Cognitively, the monetary gain we hope for, or the loss we fear, is relatively simple. My loss of $150 on JBSS is something my mind can easily fix upon. On the other hand, probabilities are slippery. For one thing, they vary according to the time period. What is likely to be a profitable purchase if we plan to hold a stock for five years is different from what is likely to be profitable if we plan to hold it for five weeks. Furthermore, within each time frame there are limitless strategies we might choose depending on how much profit we seek and how much risk we're willing to take.

 

Emotionally, we tend to focus more on profit and loss than on probabilities because profit and loss have a more immediate and obvious impact on our lives. My loss of $150 on JBSS can be quite tangible. That $150 may have intense emotional meaning for me, because of personal goals that I have associated with it. I may think that losing it shows I have poor investment judgment, which threatens my hopes for early retirement. Or I may believe that the loss badly reflects on me personally, to the degree that my sense of worth is built on my success in achieving my goals. Probabilities, on the other hand, are less affecting because they aren't directly related to me. They have to do with the relationships inherent in the market itself independently of my wishes.

 

The investment challenge here is a specific instance of the more general, spiritual one: to move our attention beyond a self-interested concern for profit and loss to a more disinterested focus on things in relation to one another.
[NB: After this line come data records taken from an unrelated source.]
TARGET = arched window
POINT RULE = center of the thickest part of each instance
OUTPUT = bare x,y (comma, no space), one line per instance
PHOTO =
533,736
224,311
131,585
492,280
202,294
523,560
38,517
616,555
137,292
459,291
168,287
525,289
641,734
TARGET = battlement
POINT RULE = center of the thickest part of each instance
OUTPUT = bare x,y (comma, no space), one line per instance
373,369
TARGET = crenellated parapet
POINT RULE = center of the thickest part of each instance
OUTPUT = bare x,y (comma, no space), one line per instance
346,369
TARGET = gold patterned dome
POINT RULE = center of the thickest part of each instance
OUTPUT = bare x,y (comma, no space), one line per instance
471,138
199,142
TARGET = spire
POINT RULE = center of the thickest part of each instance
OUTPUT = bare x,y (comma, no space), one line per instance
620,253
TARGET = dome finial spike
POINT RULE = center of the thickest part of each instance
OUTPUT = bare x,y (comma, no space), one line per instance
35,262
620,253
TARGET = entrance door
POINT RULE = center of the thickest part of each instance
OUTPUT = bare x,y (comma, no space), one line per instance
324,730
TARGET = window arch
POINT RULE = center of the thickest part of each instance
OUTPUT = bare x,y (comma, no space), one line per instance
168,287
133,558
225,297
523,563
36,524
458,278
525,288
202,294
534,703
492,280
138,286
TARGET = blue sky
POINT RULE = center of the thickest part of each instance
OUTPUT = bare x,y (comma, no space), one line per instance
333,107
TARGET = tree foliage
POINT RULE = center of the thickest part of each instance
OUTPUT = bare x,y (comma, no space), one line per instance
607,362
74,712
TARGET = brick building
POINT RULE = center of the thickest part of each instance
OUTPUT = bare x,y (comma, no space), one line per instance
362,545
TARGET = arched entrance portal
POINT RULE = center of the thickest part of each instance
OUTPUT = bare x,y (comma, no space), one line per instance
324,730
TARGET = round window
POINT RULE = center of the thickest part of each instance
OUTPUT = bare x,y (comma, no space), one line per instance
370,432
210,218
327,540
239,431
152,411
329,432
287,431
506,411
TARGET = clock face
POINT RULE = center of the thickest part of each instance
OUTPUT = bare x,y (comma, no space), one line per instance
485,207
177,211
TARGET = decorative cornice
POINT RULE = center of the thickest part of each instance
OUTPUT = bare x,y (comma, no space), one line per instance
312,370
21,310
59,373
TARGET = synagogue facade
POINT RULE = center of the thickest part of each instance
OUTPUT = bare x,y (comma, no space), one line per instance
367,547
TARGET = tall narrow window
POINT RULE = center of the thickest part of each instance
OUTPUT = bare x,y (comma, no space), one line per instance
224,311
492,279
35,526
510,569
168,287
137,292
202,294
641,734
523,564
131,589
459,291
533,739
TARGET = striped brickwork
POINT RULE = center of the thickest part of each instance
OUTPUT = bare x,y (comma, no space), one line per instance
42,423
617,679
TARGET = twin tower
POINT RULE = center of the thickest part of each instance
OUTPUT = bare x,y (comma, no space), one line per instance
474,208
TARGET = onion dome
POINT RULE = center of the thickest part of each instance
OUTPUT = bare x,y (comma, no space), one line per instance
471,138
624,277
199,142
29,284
How do we do that when we feel our self-interest so tangibly, compared to which a disinterested perspective seems so relatively pallid? Perhaps some investors can ignore the effect of profit and loss on themselves and, by pure force of will, concentrate dispassionately on probabilities. However, such individuals are rare. More importantly, living by force of will, even where successful, seems emotionally depleted and therefore an unlikely source of much happiness. It is much more feasible to learn how to enjoy the somatic process of working with probabilities, which reduces the pleasure gap between self-interested and disinterested activities. For anything we do, whether self-interested or disinterested, tangible or abstract, involves our body. And the exercise of our body is inherently satisfying if we awaken to our somatic process — our constantly changing inner experience.

 

I have argued elsewhere that soma, the state of awakening to somatic process, is the essence of enlightenment. Anything we do, whether self-interested or disinterested, involves a somatic process that is inherently satisfying if we but awaken to it. It is this somatic satisfaction inherent in anything we do that provides the pleasure of enlightenment. That pleasure is unconditioned because it is inherent in the abiding flow of our inner experience. All other human satisfactions are secondary in being specific moments within that flow. For example, the pleasures of sweets or good company, as well as the pains of illness or failure, come and go as moments within the abiding satisfaction derived from our openly greeting the constant flow of our inner experience. Far from finding inner peace in an eternity outside time, we discover it by fully immersing ourselves in time.

 

If we awaken to investing as a series of moments in our constant flow of inner experience, we experience its associated pleasures and pains as secondary to the abiding satisfaction that is inherent in the flow of inner experience itself. We therefore experience the pleasures and pains associated with profits and probabilities as secondary to the abiding satisfaction of being open to our investing experience. This perspective reduces the heightened value we would otherwise give to profits, making the contrast between profits and probabilities less emotionally stark, so that we can more easily train our attention on one or the other as appropriate. By challenging us to thus awaken to the abiding inner flow of our experience — to our somatic process — investment provides us with a discipline as rigorous as any that a pastoral spiritual strategy could hope for.